At First Christian Church in El Paso, Texas on Sunday, July 28, protesters prepared for Moral Monday and heard stories from the recently detained. (Photo courtesy of author)

On Monday, Rev. Dr. William Barber, the president of Repairers of the Breach, and a coalition of interfaith leaders led us to a detention centre, where some detainees had been on a hunger strike for weeks. A passerby yelled “build the wall!” as we stood at the gate and asked to be let in to pray with the detainees. Across the street, members of the Lone Star golf course paused briefly at their tees to take note of us, before hitting balls down green fairways.

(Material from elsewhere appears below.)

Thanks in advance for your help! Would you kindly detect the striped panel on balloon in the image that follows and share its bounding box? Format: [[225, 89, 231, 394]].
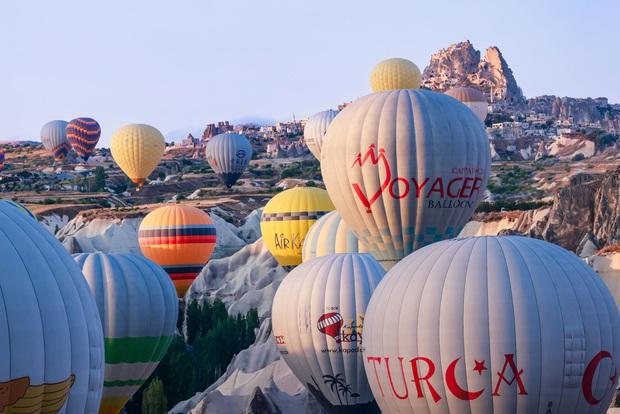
[[52, 143, 71, 160]]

Barber spoke into the intercom, telling the detention centre guards, “it doesn’t have to be this way.” They answered with silence.

A similar silence fills me now as I wait for the world’s response to this mass shooting. Will it be dismissed, like many of the more than 200 other mass shootings in the States this year, as an isolated incident of a white male with mental illness, rather than terrorism? 

In a statement released after the shooting, leaders of Moral Monday at the Borderlands condemned the attacks on immigrants and asylum seekers by the detention system and the El Paso mass shooter, saying “the extremism of this administration and some even in church, has unleashed a whirlwind of white rage. They will say there is no connection. But the Bible is clear that ‘life and death’ is in the power of the tongue.”

Calls to “build the wall” and “send her back” are part of this administration’s consistent pattern of dehumanization. Eradicate the “other” and take back “our” country against “invaders,” who invariably have darker skins, has been Trump’s clarion call. The deadly effects have not been localized to the border.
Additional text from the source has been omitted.